Jennifer M Hootman; Jeffrey B Driban; Michael R Sitler; Kyle P Harris; Nicole M Cattano

doi:10.1002/jrsm.41

Reliability and validity of three quality rating instruments for systematic reviews of observational studies

Res Synth Methods. 2011 Jun;2(2):110-8. doi: 10.1002/jrsm.41. Epub 2011 Sep 15.

Authors

Jennifer M Hootman¹, Jeffrey B Driban^{2

3}, Michael R Sitler², Kyle P Harris², Nicole M Cattano⁴

Affiliations

¹ Division of Adult and Community Health, National Center for Chronic Disease Prevention and Health Promotion, Centers for Disease Control and Prevention, Atlanta, GA, USA. jhootman@cdc.gov.
² Biokinetics Research Laboratory, Athletic Training Division, Department of Kinesiology, Temple University, Philadelphia, PA, USA.
³ Division of Rheumatology, Tufts Medical Center, Boston, MA, USA.
⁴ Department of Sports Medicine, West Chester University of Pennsylvania, West Chester, PA, USA.

PMID: 26061679
DOI: 10.1002/jrsm.41

Abstract

To assess the inter-rater reliability, validity, and inter-instrument agreement of the three quality rating instruments for observational studies.

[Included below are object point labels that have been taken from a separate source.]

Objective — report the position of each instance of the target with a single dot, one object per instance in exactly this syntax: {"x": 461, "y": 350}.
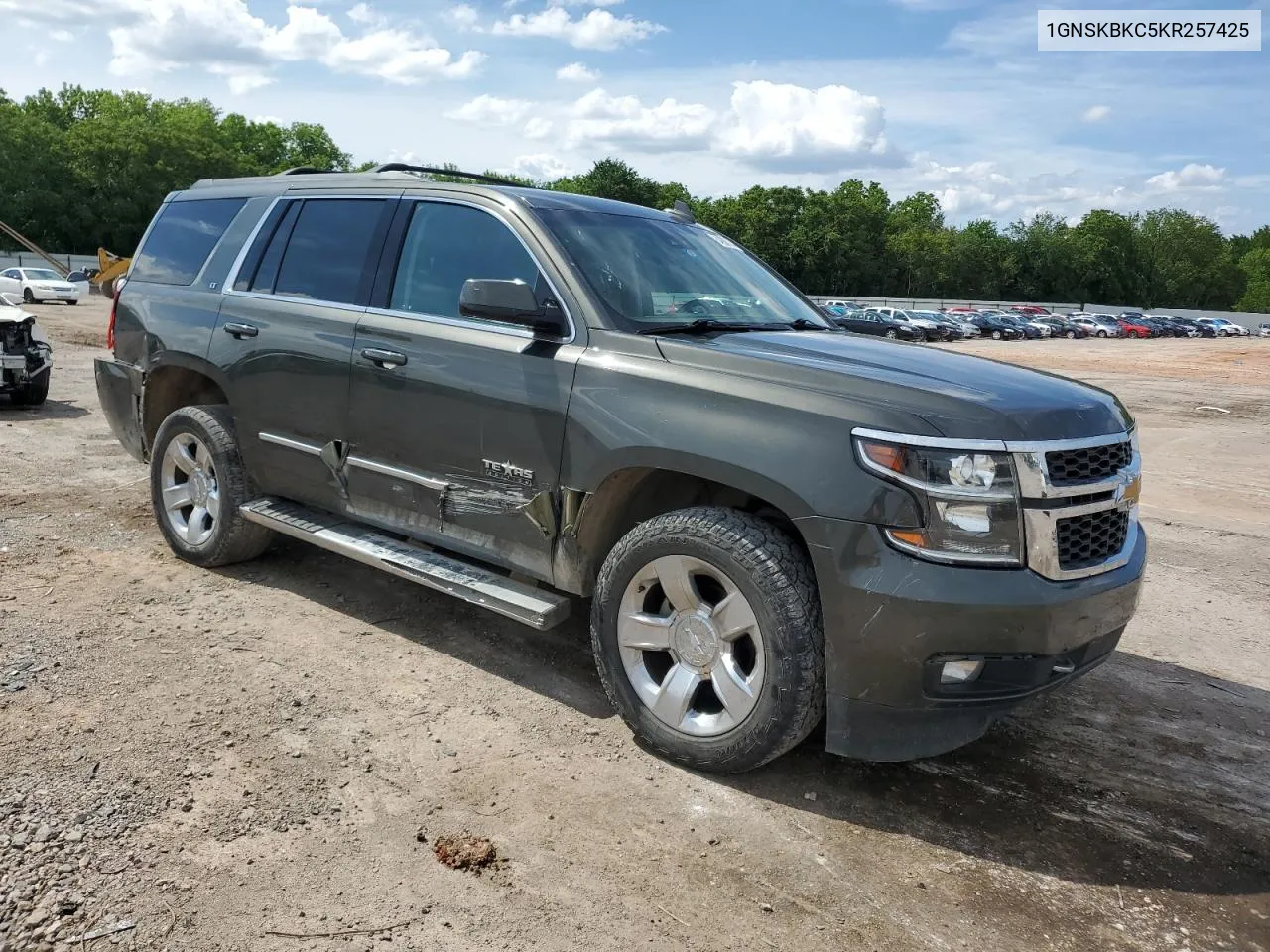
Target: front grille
{"x": 1087, "y": 540}
{"x": 1072, "y": 466}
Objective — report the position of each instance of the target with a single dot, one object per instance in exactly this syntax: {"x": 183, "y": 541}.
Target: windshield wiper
{"x": 804, "y": 324}
{"x": 708, "y": 325}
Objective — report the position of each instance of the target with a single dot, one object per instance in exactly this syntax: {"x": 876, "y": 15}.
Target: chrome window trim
{"x": 506, "y": 329}
{"x": 302, "y": 445}
{"x": 910, "y": 439}
{"x": 356, "y": 309}
{"x": 231, "y": 278}
{"x": 154, "y": 221}
{"x": 361, "y": 462}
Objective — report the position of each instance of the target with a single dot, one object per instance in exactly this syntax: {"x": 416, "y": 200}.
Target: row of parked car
{"x": 1023, "y": 322}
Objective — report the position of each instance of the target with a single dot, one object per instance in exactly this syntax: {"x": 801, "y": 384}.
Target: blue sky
{"x": 943, "y": 95}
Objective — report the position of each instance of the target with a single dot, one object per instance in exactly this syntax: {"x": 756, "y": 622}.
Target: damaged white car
{"x": 26, "y": 356}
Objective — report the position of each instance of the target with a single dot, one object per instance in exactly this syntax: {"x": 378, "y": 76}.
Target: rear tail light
{"x": 114, "y": 307}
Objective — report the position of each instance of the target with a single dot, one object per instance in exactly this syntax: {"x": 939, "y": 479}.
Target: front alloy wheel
{"x": 691, "y": 645}
{"x": 707, "y": 636}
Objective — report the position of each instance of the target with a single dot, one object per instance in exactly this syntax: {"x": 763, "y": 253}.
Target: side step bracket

Inter-rater reliability, criterion validity, and inter-instrument reliability were assessed for three quality rating scales, the Downs and Black (D&B), Newcastle-Ottawa (NOS), and Scottish Intercollegiate Guidelines Network (SIGN), using a sample of 23 observational studies of musculoskeletal health outcomes. Inter-rater reliability for the D&B (Intraclass correlations [ICC] = 0.73; CI = 0.47-0.88) and NOS (ICC = 0.52; CI = 0.14-0.76) were moderate to good and was poor for the SIGN (κ = 0.09; CI = -0.22-0.40). The NOS was not statistically valid (p = 0.35), although the SIGN was statistically valid (p < 0.05) with medium to large effect sizes (f(2) = 0.29-0.47). Inter-instrument agreement estimates were κ = 0.34, CI = 0.05-0.62 (D&B versus SIGN), κ = 0.26, CI = 0.00-0.52 (SIGN versus NOS), and κ = 0.43, CI = 0.09-0.78 (D&B versus NOS). Reliability and validity are quite variable across quality rating scales used in assessing observational studies in systematic reviews. Copyright © 2011 John Wiley & Sons, Ltd.

Keywords: instrument psychometrics; meta‐analysis; research methods; systematic review.